STRATHDON BLUE
MILK
Pasteurised Cows Milk
RENNET
Traditional Animal Rennet
MADE BY
Ruaraidh Stone
REGION
Tain, Ross-shire
SEASON
All year round
APPEARANCE & RIND
Sticky blue-green millstone shaped cheeses with a
wrinkled rind. The interior is a whitish-cream with distinct lines of blueing.
FLAVOUR & TEXTURE
When ripe, this cheese has a soft, yielding texture more like a continental blue than a Stilton. The flavours are milky and savoury – sometimes quite salty – alleviated by the blue.
Until recently, Ruaridh (pronounced Rory)’s family were best known for a simple, traditional Caboc allegedly made from a recipe of family ancestor Mariota de Ile, daughter of The MacDonald, Lord of the Isles. In the past 3 or 4 years however, in his converted brewery by the sea (now a cheese dairy), he's begun making a blue cheese he calls Strathdon Blue.

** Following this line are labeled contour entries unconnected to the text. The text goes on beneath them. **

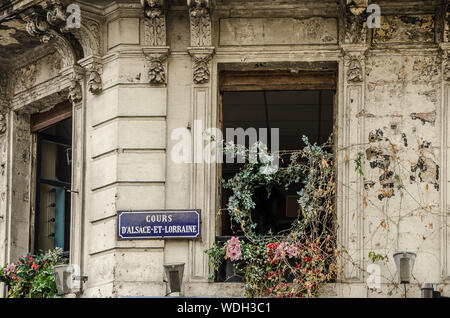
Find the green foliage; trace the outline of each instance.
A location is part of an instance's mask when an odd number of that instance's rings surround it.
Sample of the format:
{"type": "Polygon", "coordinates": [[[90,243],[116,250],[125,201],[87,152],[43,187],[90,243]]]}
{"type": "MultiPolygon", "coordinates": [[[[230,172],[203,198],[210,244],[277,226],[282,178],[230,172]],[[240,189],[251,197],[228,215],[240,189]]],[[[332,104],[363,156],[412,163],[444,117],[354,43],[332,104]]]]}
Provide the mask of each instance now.
{"type": "Polygon", "coordinates": [[[209,256],[208,263],[214,269],[214,272],[211,273],[209,277],[209,281],[214,281],[214,274],[217,272],[222,265],[225,259],[225,249],[221,246],[218,246],[216,243],[206,251],[206,254],[209,256]]]}
{"type": "Polygon", "coordinates": [[[369,259],[372,263],[376,263],[377,261],[384,261],[387,259],[386,255],[377,254],[374,251],[369,252],[369,259]]]}
{"type": "Polygon", "coordinates": [[[237,238],[233,237],[232,248],[228,241],[223,246],[214,244],[206,253],[216,271],[229,259],[235,273],[244,277],[250,297],[317,296],[320,284],[336,273],[334,260],[339,252],[334,231],[333,155],[324,150],[325,146],[310,144],[305,136],[303,141],[304,149],[284,152],[283,158],[288,155],[289,162],[275,170],[271,164],[277,154],[269,154],[262,144],[250,150],[234,144],[224,147],[225,153],[246,158],[240,172],[223,180],[224,188],[232,190],[228,213],[240,226],[245,240],[236,244],[237,238]],[[255,150],[263,160],[250,160],[255,150]],[[276,233],[276,236],[257,235],[251,217],[256,208],[252,198],[255,191],[262,187],[270,196],[275,185],[287,189],[294,183],[303,185],[298,193],[299,218],[287,232],[276,233]]]}
{"type": "Polygon", "coordinates": [[[364,176],[364,171],[362,170],[362,159],[364,154],[362,152],[358,152],[358,157],[355,161],[355,171],[357,171],[361,176],[364,176]]]}
{"type": "Polygon", "coordinates": [[[25,254],[16,263],[0,268],[0,282],[8,287],[8,298],[58,297],[53,266],[63,264],[62,249],[45,254],[25,254]]]}

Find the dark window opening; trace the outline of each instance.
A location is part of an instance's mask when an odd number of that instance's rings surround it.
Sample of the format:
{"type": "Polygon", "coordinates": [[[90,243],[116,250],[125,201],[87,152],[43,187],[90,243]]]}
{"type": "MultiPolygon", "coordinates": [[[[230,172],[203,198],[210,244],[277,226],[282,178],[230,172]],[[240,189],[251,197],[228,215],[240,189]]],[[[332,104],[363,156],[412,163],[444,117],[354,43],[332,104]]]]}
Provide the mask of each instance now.
{"type": "MultiPolygon", "coordinates": [[[[67,117],[67,116],[66,116],[67,117]]],[[[45,126],[45,125],[44,125],[45,126]]],[[[36,132],[35,253],[70,249],[72,118],[36,132]]]]}
{"type": "MultiPolygon", "coordinates": [[[[227,91],[222,93],[222,128],[226,138],[227,128],[279,128],[279,150],[298,150],[304,147],[302,136],[319,145],[328,141],[334,123],[334,90],[302,91],[227,91]]],[[[259,136],[258,136],[259,137],[259,136]]],[[[270,140],[270,137],[269,137],[270,140]]],[[[235,140],[237,142],[237,139],[235,140]]],[[[249,147],[248,140],[246,147],[249,147]]],[[[270,144],[269,144],[270,149],[270,144]]],[[[281,158],[280,165],[283,165],[281,158]]],[[[285,162],[286,163],[286,162],[285,162]]],[[[232,178],[243,164],[222,164],[222,179],[232,178]]],[[[274,187],[267,197],[261,188],[253,196],[256,209],[252,219],[257,224],[257,234],[278,234],[288,230],[299,213],[298,192],[302,185],[293,184],[287,190],[283,186],[274,187]]],[[[228,189],[221,189],[221,209],[226,209],[231,196],[228,189]]],[[[228,213],[223,210],[221,235],[240,235],[239,225],[233,224],[228,213]]],[[[219,240],[221,238],[218,238],[219,240]]]]}

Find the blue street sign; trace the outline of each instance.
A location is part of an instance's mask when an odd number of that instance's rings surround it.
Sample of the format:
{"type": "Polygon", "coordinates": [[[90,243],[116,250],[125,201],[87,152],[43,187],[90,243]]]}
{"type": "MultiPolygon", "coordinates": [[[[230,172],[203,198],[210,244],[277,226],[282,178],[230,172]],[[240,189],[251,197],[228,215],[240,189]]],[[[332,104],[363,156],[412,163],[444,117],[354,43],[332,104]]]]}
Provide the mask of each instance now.
{"type": "Polygon", "coordinates": [[[195,239],[200,236],[200,210],[119,211],[120,240],[195,239]]]}

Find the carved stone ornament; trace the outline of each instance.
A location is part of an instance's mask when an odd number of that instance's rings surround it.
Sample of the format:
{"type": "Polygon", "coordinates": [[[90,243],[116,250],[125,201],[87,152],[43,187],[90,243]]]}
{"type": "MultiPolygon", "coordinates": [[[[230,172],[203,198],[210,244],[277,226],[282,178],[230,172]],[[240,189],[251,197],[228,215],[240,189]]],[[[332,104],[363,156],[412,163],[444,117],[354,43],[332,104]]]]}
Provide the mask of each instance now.
{"type": "Polygon", "coordinates": [[[191,46],[211,46],[209,0],[187,0],[191,17],[191,46]]]}
{"type": "Polygon", "coordinates": [[[211,54],[193,55],[193,79],[195,84],[206,84],[210,78],[211,54]]]}
{"type": "Polygon", "coordinates": [[[366,21],[368,15],[366,5],[363,5],[363,3],[357,4],[353,0],[349,0],[347,5],[341,8],[344,22],[344,42],[347,44],[365,43],[367,40],[366,21]]]}
{"type": "Polygon", "coordinates": [[[61,32],[66,32],[67,14],[64,6],[57,0],[48,0],[43,8],[47,11],[47,22],[61,32]]]}
{"type": "Polygon", "coordinates": [[[144,8],[144,36],[147,45],[166,45],[166,16],[164,0],[141,0],[144,8]]]}
{"type": "Polygon", "coordinates": [[[444,66],[444,81],[450,82],[450,62],[448,60],[448,51],[442,51],[442,65],[444,66]]]}
{"type": "Polygon", "coordinates": [[[360,83],[363,81],[361,60],[357,56],[346,57],[347,82],[360,83]]]}
{"type": "Polygon", "coordinates": [[[167,53],[146,54],[146,60],[149,62],[148,78],[150,84],[166,84],[166,60],[167,53]]]}
{"type": "Polygon", "coordinates": [[[20,17],[27,24],[27,32],[31,36],[39,37],[42,43],[48,43],[51,38],[47,34],[50,30],[50,25],[41,13],[37,12],[34,8],[30,8],[26,13],[20,14],[20,17]]]}
{"type": "Polygon", "coordinates": [[[88,78],[88,90],[94,95],[98,95],[103,90],[102,84],[102,65],[97,62],[93,62],[90,66],[87,67],[89,78],[88,78]]]}
{"type": "Polygon", "coordinates": [[[73,104],[79,103],[83,100],[81,84],[76,78],[72,78],[70,81],[68,98],[73,104]]]}

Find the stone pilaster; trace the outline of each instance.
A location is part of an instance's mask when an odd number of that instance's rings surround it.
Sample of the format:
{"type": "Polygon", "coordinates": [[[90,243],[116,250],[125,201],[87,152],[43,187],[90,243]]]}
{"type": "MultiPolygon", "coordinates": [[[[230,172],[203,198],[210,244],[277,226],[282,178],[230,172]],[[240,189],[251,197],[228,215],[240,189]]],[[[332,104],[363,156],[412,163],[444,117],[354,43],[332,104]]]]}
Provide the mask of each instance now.
{"type": "MultiPolygon", "coordinates": [[[[358,32],[358,31],[356,31],[358,32]]],[[[361,153],[364,143],[364,117],[357,116],[364,110],[365,44],[343,44],[344,66],[344,122],[340,123],[342,139],[339,141],[339,169],[342,169],[339,219],[342,222],[340,242],[348,251],[351,261],[344,265],[343,280],[362,282],[364,280],[364,204],[362,201],[363,177],[355,171],[354,158],[361,153]],[[341,148],[342,147],[342,148],[341,148]],[[356,264],[356,266],[355,266],[356,264]]],[[[340,187],[340,186],[338,186],[340,187]]]]}

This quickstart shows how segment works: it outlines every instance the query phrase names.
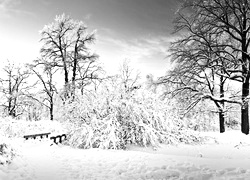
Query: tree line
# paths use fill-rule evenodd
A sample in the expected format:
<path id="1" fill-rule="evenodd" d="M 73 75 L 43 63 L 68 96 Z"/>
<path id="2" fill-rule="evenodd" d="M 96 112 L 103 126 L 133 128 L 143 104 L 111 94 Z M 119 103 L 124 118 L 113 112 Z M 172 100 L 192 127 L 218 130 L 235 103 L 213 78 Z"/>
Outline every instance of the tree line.
<path id="1" fill-rule="evenodd" d="M 170 47 L 175 67 L 159 83 L 173 84 L 172 95 L 188 94 L 187 111 L 211 100 L 220 132 L 228 107 L 239 105 L 241 131 L 249 134 L 250 1 L 185 1 L 174 24 L 181 35 Z M 238 85 L 241 93 L 228 89 Z"/>

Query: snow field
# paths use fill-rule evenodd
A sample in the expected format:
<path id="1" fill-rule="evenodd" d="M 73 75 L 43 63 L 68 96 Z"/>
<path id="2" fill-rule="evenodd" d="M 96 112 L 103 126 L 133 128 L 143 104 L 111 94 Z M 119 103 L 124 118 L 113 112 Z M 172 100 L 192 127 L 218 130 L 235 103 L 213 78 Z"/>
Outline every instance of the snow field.
<path id="1" fill-rule="evenodd" d="M 73 149 L 50 142 L 17 143 L 20 156 L 0 166 L 0 180 L 249 179 L 250 141 L 240 132 L 204 133 L 203 145 Z"/>

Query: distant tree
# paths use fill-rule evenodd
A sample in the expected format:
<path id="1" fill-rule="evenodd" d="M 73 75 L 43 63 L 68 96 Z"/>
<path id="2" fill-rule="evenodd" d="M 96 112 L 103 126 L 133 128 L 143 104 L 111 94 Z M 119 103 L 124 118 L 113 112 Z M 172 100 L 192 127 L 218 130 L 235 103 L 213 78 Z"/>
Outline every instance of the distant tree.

Milk is bought from a local six-herd cooperative, which includes one herd of Ayrshires and the rest are Holstein-Friesians. Ayrshires are a traditional Scottish dairy breed and reputedly produce excellent milk for cheesemaking and Ruaraidh believes that this adds a touch or richness to the cheese.
The recipe is still in progress as Ruaraidh likes to experiment. He has changed rennet and ways of salting, to name but two things, and the cheese has developed over the couple of years in which we’ve sold it from a crumbly cheese to one that is rich, full and creamy.